The government’s decision to close furnace oil based power plants did not do the PSX any favours last week, but of late politics more than business has cast a dark cloud over Mr Market. With no more corporate earnings or announcements due till next quarter – and the last one not disappointing in terms of inviting investment, especially the cherished foreign type – a healthy, steady ride was expected for our new ‘emerging market’. But just then the fortunes of Nawaz Sharif and Ishaq Dar – especially ‘breaking news’ about whether or not they would attend court, follow their cases, etc – put a brick wall right in front of it.

Considering the following rout from the point of view of foreign investors in financial hubs like London, Hong Kong and Dubai, the hot money beehive for the exit door is not hard to understand. They parked their money in his new emerging market – region’s best performing for last year? – after due diligence and vetting books of listed companies, with the hope of good returns, at least. That political events, that too concerning an ousted prime minister’s alleged corruption, pulled the rug from under the market so easily means investments here are just not safe.

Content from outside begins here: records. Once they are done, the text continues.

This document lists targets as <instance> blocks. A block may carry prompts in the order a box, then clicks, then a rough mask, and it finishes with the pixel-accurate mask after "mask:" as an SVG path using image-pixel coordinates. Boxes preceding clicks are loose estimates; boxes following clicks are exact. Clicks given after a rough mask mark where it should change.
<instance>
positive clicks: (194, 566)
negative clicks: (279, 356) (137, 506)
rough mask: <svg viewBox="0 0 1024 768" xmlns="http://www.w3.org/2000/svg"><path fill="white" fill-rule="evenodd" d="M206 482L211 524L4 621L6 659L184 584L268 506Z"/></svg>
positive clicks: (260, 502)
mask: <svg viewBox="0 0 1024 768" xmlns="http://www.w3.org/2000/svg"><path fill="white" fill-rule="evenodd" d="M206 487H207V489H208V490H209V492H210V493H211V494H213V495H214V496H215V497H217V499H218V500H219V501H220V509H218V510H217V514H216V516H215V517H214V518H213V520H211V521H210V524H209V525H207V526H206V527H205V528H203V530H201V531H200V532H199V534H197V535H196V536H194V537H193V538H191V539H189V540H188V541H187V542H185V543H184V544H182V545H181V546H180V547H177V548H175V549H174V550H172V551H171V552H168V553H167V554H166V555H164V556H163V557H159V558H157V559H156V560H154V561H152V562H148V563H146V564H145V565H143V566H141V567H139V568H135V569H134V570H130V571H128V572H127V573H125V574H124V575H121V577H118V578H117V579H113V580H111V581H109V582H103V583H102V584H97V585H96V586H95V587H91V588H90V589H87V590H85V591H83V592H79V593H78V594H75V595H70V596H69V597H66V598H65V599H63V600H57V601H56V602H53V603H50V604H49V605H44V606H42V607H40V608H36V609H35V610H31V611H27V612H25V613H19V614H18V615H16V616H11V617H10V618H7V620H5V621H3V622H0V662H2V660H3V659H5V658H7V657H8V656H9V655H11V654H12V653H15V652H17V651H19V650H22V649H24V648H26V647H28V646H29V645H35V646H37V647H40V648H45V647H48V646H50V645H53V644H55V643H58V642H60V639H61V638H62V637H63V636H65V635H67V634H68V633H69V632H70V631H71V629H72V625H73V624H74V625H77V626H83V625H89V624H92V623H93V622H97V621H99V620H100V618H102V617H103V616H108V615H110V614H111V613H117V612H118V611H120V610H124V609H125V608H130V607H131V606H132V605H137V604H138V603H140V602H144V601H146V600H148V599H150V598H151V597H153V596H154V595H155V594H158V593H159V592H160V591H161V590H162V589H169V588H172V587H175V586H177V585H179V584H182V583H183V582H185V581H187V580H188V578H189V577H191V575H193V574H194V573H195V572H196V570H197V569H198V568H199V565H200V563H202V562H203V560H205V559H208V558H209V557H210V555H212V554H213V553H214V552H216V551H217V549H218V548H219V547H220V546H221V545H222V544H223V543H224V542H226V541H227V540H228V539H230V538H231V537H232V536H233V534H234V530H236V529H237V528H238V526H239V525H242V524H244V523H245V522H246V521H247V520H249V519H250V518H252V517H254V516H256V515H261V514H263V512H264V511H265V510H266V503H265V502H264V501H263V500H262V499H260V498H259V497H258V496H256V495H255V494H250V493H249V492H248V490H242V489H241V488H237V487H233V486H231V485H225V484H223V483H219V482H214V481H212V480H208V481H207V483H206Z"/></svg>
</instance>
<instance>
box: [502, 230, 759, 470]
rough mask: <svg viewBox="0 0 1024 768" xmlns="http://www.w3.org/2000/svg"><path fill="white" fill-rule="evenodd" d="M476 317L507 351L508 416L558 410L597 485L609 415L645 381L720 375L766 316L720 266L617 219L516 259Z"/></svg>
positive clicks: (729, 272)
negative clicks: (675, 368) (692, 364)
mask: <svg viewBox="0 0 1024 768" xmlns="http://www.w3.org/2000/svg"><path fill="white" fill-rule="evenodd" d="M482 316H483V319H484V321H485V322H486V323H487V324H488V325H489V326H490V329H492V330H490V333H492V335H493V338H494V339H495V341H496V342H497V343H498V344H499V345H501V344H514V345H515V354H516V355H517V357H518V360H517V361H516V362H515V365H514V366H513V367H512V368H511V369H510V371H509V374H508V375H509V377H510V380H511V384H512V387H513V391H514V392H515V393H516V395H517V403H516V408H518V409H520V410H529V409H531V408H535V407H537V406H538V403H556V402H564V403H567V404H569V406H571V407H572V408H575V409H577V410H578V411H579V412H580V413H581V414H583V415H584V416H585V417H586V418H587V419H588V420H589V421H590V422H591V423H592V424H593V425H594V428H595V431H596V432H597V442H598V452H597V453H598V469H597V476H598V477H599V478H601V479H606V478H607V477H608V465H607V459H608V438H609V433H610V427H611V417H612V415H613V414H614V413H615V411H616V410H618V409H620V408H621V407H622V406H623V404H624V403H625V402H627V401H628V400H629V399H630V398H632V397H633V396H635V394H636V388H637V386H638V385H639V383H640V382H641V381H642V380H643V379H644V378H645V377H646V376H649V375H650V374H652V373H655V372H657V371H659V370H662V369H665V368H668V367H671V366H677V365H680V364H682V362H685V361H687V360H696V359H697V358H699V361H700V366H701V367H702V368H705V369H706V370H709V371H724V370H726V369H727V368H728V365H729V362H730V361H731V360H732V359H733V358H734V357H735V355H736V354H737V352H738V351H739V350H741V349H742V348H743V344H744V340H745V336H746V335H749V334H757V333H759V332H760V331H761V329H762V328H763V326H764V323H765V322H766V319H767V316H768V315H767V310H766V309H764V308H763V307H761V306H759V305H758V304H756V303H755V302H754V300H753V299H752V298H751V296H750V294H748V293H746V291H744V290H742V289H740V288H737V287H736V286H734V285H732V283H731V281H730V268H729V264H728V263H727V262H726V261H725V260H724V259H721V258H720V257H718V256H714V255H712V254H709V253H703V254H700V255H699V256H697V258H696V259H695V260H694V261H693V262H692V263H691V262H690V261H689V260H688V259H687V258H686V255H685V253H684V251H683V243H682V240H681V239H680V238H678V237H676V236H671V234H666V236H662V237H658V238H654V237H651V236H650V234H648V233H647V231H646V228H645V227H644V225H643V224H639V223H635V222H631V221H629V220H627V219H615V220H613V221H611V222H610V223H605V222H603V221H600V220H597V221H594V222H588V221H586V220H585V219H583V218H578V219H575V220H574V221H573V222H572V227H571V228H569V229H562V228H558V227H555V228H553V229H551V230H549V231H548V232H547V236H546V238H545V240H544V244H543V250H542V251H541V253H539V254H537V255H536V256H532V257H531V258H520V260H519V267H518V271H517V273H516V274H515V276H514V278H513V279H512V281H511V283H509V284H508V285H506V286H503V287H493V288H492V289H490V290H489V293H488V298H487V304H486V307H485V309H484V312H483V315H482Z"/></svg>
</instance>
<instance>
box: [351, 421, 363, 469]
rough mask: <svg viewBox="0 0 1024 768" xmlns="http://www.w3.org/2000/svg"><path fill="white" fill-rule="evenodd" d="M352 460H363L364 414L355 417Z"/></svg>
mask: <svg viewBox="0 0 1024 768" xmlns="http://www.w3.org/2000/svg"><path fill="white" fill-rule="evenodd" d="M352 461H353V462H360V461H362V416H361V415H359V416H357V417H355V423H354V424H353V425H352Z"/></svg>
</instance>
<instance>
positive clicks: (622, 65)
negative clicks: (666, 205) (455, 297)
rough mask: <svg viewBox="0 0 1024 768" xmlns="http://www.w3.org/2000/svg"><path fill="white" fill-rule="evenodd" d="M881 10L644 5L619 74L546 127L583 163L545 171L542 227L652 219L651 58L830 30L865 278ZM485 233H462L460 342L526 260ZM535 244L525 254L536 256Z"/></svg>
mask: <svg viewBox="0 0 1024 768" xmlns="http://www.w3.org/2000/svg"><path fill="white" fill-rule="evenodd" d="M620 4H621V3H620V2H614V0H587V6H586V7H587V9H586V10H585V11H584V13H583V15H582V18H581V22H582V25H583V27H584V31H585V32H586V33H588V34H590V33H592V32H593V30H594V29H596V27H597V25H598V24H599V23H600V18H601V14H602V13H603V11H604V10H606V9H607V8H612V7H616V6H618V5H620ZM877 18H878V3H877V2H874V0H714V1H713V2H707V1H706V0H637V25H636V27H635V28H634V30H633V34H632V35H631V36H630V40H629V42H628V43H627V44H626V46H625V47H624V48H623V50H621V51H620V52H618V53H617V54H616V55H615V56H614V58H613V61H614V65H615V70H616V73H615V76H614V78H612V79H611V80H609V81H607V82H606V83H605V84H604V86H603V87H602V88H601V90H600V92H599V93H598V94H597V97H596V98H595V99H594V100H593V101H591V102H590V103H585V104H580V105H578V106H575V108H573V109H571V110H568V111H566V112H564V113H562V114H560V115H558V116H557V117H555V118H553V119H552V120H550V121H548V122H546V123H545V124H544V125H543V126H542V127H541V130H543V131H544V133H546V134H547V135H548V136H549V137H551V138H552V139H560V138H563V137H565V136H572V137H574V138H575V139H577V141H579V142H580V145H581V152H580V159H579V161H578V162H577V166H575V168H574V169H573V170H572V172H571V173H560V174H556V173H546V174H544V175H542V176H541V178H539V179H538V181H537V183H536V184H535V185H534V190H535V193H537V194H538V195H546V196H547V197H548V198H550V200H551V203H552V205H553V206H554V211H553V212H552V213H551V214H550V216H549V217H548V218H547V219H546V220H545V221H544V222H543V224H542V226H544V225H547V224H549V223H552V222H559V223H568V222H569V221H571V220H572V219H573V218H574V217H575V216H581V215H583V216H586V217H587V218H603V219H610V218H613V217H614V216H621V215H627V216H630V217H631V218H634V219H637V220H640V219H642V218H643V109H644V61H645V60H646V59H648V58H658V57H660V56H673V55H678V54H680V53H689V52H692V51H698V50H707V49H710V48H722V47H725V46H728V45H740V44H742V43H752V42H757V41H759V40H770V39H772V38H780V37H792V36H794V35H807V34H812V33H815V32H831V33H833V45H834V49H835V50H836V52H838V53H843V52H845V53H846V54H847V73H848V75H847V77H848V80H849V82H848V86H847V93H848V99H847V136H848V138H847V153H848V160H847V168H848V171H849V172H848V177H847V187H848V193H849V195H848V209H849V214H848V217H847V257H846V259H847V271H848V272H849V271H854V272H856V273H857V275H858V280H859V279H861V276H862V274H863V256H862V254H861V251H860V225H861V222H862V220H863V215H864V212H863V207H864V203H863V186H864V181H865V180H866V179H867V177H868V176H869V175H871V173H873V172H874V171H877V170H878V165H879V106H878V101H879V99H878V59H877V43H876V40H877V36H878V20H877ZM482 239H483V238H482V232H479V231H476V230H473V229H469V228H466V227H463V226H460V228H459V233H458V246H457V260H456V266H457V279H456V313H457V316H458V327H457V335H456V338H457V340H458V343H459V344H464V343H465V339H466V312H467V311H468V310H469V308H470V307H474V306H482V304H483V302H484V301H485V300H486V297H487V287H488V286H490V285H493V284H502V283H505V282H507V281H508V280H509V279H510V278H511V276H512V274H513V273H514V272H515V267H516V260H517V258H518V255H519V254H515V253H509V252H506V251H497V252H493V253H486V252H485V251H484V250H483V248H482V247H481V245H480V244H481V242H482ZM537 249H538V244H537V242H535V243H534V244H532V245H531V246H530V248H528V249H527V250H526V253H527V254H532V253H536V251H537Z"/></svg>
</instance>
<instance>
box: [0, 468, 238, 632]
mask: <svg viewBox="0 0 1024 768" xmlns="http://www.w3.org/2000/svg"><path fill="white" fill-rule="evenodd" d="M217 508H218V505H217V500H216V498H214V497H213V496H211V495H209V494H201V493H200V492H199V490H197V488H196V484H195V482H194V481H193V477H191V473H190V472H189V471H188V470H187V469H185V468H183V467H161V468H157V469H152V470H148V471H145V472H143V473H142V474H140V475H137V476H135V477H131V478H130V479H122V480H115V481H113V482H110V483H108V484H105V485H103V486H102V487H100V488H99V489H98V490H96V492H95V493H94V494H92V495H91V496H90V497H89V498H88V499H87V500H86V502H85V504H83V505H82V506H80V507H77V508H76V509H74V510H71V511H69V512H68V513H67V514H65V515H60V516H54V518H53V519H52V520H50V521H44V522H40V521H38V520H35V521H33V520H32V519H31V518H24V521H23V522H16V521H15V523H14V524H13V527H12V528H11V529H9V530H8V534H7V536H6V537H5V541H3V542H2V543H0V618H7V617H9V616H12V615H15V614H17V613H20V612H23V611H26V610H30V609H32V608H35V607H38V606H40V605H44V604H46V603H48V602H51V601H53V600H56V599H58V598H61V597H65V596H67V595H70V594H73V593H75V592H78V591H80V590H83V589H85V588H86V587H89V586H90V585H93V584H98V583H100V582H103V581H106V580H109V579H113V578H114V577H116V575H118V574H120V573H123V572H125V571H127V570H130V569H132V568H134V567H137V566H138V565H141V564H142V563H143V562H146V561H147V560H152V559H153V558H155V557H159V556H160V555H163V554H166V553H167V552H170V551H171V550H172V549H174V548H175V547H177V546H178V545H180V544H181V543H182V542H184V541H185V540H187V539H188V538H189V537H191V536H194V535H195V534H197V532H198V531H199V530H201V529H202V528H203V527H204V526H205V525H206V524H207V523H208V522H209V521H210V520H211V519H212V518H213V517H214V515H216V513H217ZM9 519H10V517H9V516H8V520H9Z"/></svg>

Now, with the Islamabad protest so badly handled, more bad political news will send yet more shockwaves through financial markets. Not everybody important in Islamabad has time to notice – considering how they are busy revolving around the former PM – but we already do poorly in terms of earnings and the government functions, primarily, on debt. It wasn’t bad enough that it could not breathe life into the real economy. Now its actions are also compromising foreign investment in the capital market, eroding years of steady progress. The only way of handling the overlap between politics and markets, eventually, is bringing more maturity into politics.